So, I got to hear the Vienna Philharmonic live, in person a couple of nights ago. The day after, I listened to my system to compare. Total buzzkill! My modest $7,000 system and a transistor radio are 100 times more closely related in terms of aural effect than the Vienna Phil in an okay concert hall.
How close does your system get to tricking you in to believing that you have a real orchestra there with you, not just some historical artifact? How much have you spent to not have violins sound strident? What have you done to get your system to express microdynamics such as a pianissimo crescendoing into a piano? How big of a room? How much treatment?
In my case, there’s one main problem: small room. The room is treated, however.
I do realize that “suspension of disbelief” is necessary with orchestral music on an audio system unless you actually live in a concert hall. Just wondering how close some of you get to the real thing. I’m nowhere near!
Honestly, I have never understood the idea of “reproducing live sound” in your system. Live to whom? The musician? (no thanks) The guy on the front row? Third row? The back? A balcony? Its all different.
More to the point, I like the music in different ways. At home I love to hear the choices made in the studio almost as much as what the musician did. Live I want the emotion and energy that the musician achieves with the help of the audience and the roll of the dice that is that particular night.
I have never expected perfect reproduction of an actual concert hall experience in a space a tiny fraction of the size and not acoustically equivalent. That isn’t reasonable. I have invested in and listen to my system strictly for the enjoyment it brings to my life. In fact, if I achieve that goal, regardless of how imperfect the technology is and always will be, I don’t care that it is imperfect. The investment is worth every penny. This complaint is equivalent in my mind to saying if a painting isn’t a perfect reproduction of the subject, it isn’t enjoyable. IMHO, that is misguided. But, again, that’s only MHO.
HiFi sound reproduction is just that. Sound reproduction of a recorded event to be played in the home.
Last week I had the opportunity to hear, at a recital series being held in our church, an operatic soprano, flute, and piano unamplified in a good acoustic space that I know well.
It is at such events that you realize how much home reproduction lacks when compared to the real thing. Simply the volume of the soprano voice, much less the timbre, is something that I couldn’t/wouldn’t reproduce at home.

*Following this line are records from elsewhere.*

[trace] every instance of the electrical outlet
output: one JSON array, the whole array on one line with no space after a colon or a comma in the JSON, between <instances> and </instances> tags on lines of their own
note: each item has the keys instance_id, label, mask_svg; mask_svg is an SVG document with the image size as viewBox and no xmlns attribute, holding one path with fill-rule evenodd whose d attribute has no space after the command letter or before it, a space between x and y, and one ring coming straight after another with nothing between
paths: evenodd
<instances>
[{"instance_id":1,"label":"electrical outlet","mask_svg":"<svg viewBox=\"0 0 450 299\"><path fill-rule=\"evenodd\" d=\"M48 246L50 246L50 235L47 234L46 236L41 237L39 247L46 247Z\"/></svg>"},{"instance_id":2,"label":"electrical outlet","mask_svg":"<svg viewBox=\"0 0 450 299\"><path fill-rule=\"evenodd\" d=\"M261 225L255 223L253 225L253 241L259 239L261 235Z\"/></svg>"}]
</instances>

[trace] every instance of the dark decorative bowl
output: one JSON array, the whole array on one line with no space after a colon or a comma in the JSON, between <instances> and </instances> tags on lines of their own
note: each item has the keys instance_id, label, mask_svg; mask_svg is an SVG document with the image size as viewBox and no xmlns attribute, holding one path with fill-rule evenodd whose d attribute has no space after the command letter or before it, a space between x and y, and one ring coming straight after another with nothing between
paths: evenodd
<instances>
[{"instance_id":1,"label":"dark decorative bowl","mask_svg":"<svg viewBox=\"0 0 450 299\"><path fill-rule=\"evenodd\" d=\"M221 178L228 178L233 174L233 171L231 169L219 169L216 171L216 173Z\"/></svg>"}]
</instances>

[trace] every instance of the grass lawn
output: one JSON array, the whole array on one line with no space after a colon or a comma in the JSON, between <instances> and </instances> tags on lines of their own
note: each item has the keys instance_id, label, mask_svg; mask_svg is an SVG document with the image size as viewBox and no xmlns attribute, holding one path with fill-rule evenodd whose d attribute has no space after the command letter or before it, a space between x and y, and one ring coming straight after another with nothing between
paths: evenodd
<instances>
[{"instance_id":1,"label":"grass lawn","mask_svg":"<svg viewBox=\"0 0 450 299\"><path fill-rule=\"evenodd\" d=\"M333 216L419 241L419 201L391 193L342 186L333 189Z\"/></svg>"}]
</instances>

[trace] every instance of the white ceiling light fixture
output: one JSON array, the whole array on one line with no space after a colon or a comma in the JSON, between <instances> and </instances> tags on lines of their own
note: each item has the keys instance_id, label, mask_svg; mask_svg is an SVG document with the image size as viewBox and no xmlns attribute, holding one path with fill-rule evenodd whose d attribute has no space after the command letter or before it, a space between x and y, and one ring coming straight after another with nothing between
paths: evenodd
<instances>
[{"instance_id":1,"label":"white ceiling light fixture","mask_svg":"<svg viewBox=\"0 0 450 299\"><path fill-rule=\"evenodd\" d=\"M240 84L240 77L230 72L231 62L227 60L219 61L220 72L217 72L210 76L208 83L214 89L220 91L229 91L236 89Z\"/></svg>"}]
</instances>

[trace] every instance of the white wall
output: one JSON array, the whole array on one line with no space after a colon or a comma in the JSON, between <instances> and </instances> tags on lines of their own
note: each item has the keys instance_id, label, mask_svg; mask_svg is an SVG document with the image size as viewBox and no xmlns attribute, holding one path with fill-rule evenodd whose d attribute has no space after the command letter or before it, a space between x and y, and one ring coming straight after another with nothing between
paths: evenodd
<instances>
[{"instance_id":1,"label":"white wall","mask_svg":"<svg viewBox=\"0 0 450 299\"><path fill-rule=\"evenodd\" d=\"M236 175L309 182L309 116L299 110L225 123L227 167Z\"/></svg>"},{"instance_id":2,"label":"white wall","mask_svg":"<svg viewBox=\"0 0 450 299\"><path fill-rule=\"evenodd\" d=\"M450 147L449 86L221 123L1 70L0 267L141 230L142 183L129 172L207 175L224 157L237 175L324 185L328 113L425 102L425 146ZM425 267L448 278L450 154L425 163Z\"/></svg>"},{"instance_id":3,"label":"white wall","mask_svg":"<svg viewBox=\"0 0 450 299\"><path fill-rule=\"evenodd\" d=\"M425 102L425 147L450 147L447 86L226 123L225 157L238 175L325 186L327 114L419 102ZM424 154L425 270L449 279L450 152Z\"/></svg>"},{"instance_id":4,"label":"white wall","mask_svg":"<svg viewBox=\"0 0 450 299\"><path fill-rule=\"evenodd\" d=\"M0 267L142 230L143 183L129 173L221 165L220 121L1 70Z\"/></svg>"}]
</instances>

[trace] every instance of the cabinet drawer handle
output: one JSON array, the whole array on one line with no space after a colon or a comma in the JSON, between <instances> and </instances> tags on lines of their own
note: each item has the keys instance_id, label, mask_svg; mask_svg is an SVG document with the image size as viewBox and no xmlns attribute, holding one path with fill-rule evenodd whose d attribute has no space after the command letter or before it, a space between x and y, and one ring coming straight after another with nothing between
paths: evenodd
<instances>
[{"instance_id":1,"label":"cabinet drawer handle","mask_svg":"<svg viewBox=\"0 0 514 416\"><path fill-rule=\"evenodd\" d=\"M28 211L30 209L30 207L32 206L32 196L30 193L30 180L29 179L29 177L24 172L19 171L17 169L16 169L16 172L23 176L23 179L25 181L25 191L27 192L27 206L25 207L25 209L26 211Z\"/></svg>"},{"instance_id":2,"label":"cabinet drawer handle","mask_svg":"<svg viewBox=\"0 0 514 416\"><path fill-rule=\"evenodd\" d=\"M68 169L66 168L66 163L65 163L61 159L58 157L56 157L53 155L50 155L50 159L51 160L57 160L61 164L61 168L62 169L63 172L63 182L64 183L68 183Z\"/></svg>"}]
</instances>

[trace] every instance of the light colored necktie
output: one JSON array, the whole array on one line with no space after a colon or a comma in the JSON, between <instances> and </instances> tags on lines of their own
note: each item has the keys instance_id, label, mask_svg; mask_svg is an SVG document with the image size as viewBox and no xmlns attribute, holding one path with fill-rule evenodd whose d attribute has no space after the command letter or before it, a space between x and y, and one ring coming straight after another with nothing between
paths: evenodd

We also regularly visit a jazz club where we listen to either solo piano or a piano, bass, and drum trio. Again, live unamplified music always trumps home reproduction. It is noticeably superior even in the noisy space of a jazz club.
I’ve been an audiophile for more years than I care to remember and have continued to seek improvement in home reproduction of sound. It has been a great journey and I spend many happy hours in front of my HiFi. It is, however, no substitute for live performance.
Many of us were musicians before we became audiophiles so we know how much better real instruments in real spaces sound when compared to recorded sound playback. That is why I’ve always been able to understand how musicians can own crappy stereos. Nothing compares to live.
That doesn’t mean that striving for better sound from the HiFi isn’t a noble goal. Just this morning I sat in front of my main HiFi and thought, “Damn that sounds good!”
Yup, I’m a classically trained musician and public school music teacher. For years, I was happy with what I had and was sure that any home system was but a pale imitation of the real thing which I had been in and around for decades. Then the pandemic struck and I started to watch Guttenberg, McGowan, Darko etc. They had me convinced that I could have my cake and eat it too. What can I say. It’s a learning curve.
To most everyone here I am again going to sound like a broken record, but if you’re looking for a very real sounding recording, highdeftapetransfers.ca has a wonderful recording of Ben Webster Live in Copenhagen. This could change your mind about throwing in the towel, at least for another week, lol
For acoustic instruments, especially larger groups of musicians, you are probably right.
Lucky for me I find the vast majority of music I want to listen to sounds far worse in live performance than at home on my hifi, because it was written, crafted, recorded, and mixed in an electronics-focussed environment to be played on hifi equipment.
In this case the actual final performance happens in my living room and the better quality* my equipment and room then the closer that performance will be to the original intentions of those who wrote, recorded, and crafted that recording, but if I want to change e.g. the tonal balance to suit my gear, room, or ears I easily can (with eq and the like, though I suppose some do it with mega-cables).
* a separate debate is what is meant by quality, but we’ve answered that in other threads ad nauseum and hopefully will continue to do so
An additional thought - the specifics of venue can make a big difference to enjoyment of an un-amplified performance, which is a wonderful bonus of such performances, but this also applies to using different recording studios, and even different equipment, many examples of which have distinctive and unique sounds.
Heck even digital reverbs can “sing” in different ways sometimes and studio musicians (and that includes the engineers if you are lucky to get a good one or wealthy enough to bring your own) add these additional “voices” creatively. The recording studio really is the best musical instrument there is!